Diese Worte sprach Lysias in zärtlicher und bestrickender Weise, und die sich rasch entfernende Jungfrau antwortete ihm leise und schnell:

»Ich komme, wenn die Sonne heraus ist.«

Der Korinther schaute ihr nach, bis sie in dem Tempel verschwunden war, und das Herz wurde ihm weich, so weich wie nie seit vielen Jahren.

Er mußte der Zeit gedenken, in der er seine jüngste Schwester, als sie noch ein kleines Kind war, gern auf die Probe stellte und sie mit ernstem Gesichte bat, ihm ihren Kuchen oder ihren Apfel, den er gar nicht haben wollte, zu schenken.

Fast immer hatte die Kleine ihm, was er begehrte, mit den niedlichen Händchen zum Munde geführt, und dabei war ihm dann häufig ganz ähnlich zu Sinne gewesen wie jetzt.

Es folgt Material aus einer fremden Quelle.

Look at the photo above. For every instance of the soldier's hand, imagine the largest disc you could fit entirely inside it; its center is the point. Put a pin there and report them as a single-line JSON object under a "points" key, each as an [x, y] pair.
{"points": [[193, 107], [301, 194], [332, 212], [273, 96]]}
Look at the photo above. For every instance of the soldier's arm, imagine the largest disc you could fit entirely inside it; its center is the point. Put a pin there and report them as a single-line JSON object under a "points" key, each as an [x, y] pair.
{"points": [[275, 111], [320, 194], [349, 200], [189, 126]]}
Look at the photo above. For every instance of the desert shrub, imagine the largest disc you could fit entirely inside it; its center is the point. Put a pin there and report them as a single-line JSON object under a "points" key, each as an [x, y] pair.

Irene war ja auch noch ein Kind und nicht weniger sorglos als sein Liebling im elterlichen Hause, und wie die Schwester ihm ihr Bestes gereicht hatte, so vertraute sie ihm, dem leichtfertigen Lysias, vor dem die ehrbaren Frauen in Korinth die Augen niederschlugen und die Väter ihre heranwachsenden Söhne warnten, ihr jungfräuliches, ja so wollt' es ihm scheinen, ihr heiliges Selbst an.

»Ich tue dir nichts, du liebes Kind,« murmelte er vor sich hin, als er sich endlich umwandte, um dem Brunnen der Sonne entgegenzugehen.

Rasch begann er vorwärtszuschreiten, aber schon nach wenigen Schritten hemmte er den Fuß; denn ein überraschendes, wundervolles Bild zeigte sich seinen Augen.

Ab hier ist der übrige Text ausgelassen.